We have system of linear equations $A\vec{x}=b$ : $A=\begin{pmatrix} 2& 1& -1& -1& 1& \\ 1& -1& 1& 1& -2& \\ 3& 0& 0& 0& -1& \\ 1& -2& 5& 0& 0& \end{pmatrix}$ and $\vec{b}=\begin{pmatrix} a \\ b\\ c \\ d \end{pmatrix}$.
I know the value of $a=1, b=2, c=3 $ and $d=4$.
Now we know $b$ is a $4\times 1$ matrix, and A is a $4\times 5$.
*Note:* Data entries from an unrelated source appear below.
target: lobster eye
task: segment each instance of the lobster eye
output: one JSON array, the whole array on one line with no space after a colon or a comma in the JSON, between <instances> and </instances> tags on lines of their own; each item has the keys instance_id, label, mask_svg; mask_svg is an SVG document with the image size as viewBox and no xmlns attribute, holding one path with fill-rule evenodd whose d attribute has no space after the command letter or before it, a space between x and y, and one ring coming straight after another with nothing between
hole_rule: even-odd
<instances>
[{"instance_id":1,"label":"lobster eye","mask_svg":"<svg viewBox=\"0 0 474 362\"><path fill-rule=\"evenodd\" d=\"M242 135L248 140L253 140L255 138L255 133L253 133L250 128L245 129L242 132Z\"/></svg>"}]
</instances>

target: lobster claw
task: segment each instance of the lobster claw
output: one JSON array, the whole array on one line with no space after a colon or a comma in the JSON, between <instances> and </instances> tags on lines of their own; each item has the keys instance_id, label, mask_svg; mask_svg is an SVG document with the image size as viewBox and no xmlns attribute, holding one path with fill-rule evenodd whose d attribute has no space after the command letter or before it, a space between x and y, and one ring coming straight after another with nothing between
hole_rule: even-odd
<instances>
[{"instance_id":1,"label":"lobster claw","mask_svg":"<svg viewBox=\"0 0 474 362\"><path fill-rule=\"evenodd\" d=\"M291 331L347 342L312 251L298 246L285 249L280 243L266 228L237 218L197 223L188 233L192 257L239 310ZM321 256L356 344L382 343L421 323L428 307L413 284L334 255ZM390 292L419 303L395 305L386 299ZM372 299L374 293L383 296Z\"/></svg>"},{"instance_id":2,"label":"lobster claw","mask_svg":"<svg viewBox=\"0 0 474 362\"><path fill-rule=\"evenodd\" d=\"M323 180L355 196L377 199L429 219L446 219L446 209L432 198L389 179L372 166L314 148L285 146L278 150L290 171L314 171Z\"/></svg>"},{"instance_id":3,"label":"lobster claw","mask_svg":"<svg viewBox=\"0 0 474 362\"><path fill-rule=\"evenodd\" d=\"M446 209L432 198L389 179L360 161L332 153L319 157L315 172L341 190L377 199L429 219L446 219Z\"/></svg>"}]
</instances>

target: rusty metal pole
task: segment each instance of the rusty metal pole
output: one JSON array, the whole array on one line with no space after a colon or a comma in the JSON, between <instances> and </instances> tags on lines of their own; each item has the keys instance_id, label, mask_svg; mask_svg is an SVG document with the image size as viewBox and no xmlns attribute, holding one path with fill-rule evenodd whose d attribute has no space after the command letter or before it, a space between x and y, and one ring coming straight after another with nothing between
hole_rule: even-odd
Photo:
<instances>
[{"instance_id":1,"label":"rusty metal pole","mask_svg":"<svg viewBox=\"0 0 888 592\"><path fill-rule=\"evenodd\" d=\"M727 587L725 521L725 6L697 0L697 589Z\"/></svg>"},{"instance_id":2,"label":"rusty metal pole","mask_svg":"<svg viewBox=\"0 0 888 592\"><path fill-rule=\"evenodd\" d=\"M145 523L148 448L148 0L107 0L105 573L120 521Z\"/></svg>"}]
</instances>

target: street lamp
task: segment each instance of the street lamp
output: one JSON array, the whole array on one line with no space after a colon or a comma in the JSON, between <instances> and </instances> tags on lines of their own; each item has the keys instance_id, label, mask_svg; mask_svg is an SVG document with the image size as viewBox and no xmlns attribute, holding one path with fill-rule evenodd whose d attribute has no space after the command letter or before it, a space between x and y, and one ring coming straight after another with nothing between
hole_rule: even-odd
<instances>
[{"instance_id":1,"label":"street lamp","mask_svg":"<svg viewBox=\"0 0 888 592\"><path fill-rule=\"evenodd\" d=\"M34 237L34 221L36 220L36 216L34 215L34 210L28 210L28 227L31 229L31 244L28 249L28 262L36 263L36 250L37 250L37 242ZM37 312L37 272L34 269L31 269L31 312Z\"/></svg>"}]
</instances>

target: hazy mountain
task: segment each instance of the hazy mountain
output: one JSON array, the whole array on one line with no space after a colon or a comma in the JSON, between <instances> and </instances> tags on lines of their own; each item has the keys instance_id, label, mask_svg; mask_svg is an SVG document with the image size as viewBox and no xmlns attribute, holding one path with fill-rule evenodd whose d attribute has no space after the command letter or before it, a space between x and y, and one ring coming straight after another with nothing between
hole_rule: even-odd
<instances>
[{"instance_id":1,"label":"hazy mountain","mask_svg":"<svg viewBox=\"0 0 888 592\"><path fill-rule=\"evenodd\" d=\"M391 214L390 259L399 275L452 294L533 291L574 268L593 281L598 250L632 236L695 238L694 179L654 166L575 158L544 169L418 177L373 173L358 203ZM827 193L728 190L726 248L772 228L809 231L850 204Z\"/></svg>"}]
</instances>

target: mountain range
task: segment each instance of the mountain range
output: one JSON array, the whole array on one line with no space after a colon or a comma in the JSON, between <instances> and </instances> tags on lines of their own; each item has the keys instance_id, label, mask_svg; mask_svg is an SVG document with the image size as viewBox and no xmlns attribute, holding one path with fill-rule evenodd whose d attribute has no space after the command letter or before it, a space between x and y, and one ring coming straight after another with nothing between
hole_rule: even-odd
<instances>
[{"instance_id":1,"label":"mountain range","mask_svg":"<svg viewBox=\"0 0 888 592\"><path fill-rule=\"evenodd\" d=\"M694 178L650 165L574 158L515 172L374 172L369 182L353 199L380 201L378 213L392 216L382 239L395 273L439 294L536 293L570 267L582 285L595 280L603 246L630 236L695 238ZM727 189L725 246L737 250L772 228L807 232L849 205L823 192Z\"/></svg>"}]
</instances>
So to get $4\times 1$ by multiplication of the two matrices, $x$ has to be a $5\times 1$ matrix, which is the variables.
So I think it will be:
$$ \begin{pmatrix} 2& 1& -1& -1& 1& \\ 1& -1& 1& 1& -2& \\ 3& 0& 0& 0& -1& \\ 1& -2& 5& 0& 0& \end{pmatrix} \begin{pmatrix} x\\ y\\ z \\ l \\ k\end{pmatrix}=\begin{pmatrix} a \\ b\\ c \\ d \end{pmatrix} $$
Is this good?
If yes than I get:
$2x+y-z-t+k=1$
$x-y+z+t-2k=2$
$3x-k=3$
$x-2y+5z=4$
Can someone tell me if I am on good way? If yes, can someone help me to do this system of $4$ linear equations, because I'm making some mistakes in calculus always.